Friday, January 17, 2020
Marquis BR Salon 6 (ML 2) (Marriott Marquis Washington DC)
* noted as presenting author
Brandon Mitchell, BA, Student, University of Michigan-Ann Arbor, Ann Arbor, MI
Cooper Stansbury, BA, Student, University of Michigan-Dearborn, Dearborn, MI
Heather Knauer, PhD, Postdoctoral Research Fellow, University of Michigan-Ann Arbor, Ann Arbor, MI
Background and Purpose: Since the widespread adoption of zero-tolerance policies after the Gun-Free Schools Act of 1994 was enacted, school discipline rates have risen dramatically, with a 60% increase in suspensions, doubling of expulsions, and 200-500% annual increase in school based arrests. Students with disabilities are disproportionately affected by these policies, and are overrepresented in rates of all disciplinary outcomes. School discipline is associated with poor outcomes, including chronic absenteeism, lower academic achievement, increased risk of drop-out and incarceration. School social workers (SSWs) engage closely with students with disabilities, designing and implementing IEP and 504 plans, and providing counseling and mental health services. As such, SSWs may be positioned to lead efforts to reduce aversive disciplinary strategies for students with disabilities. However, given exceedingly low SSW:student ratios in most U.S. school districts, it is unclear if SSWs can have an impact on improving school climate and mitigating rates of suspensions and other discipline strategies for students with disabilities. The objective of this study was to examine the presence of SSWs and other school service professionals and their association with the use of zero-tolerance discipline strategies.
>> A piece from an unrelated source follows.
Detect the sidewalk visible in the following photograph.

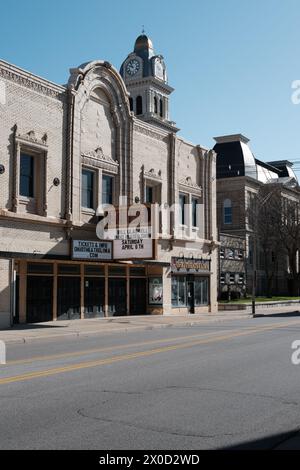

Methods: We used publicly available data from the 2015-2016 Civil Rights Data Collection (CRDC) to examine the association between the presence of school service professionals and school-reported incidents of discipline across 96,360 schools in the U.S.. We used multiple linear regression to examine the association of the number of SSWs (based on FTE, and normalized by overall student enrollment) and other services professionals (i.e., counselors and psychologists) on disciplinary outcomes. Disciplinary outcomes were defined as one or more incidents of suspension, expulsion, law enforcement referral, and arrests during the school year.

Results: Students with disabilities represented 12.5% of the total student enrollment but accounted for 20.9% of students with at least one in-school-suspension, out-of-school suspension (26.1%), expulsion (18.3%), law enforcement referral (28.4%) or arrest (28.2%). The ratio of school social workers to students significantly influenced in-school suspensions (B=0.20 X , SE=0.04, p<0.001), out of school suspensions (B=0.77, SE=0.05, p<0.001), expulsions (B=0.18, SE=0.02, p<0.001), referrals to law enforcement (B=0.23, SE=0.01, p<0.001) and arrests (B=0.14, SE=0.01, p<0.001). In contrast, the number of students with one or more suspensions, expulsions, or arrests was not consistently significantly influenced by the presence of school counselors or psychologists.   

Conclusions and Implications: We found that disparities in the use of school discipline for students with disabilities continues to persist across the country. The positive association between the presence of SSWs, but not other service professionals, and disciplinary incidents may reflect schools attempt to address challenges by hiring more SSWs. However, these results also suggest that there is (as of yet) no generally effective policy for school service professionals to implement alternatives to zero-tolerance policies for students with disabilities.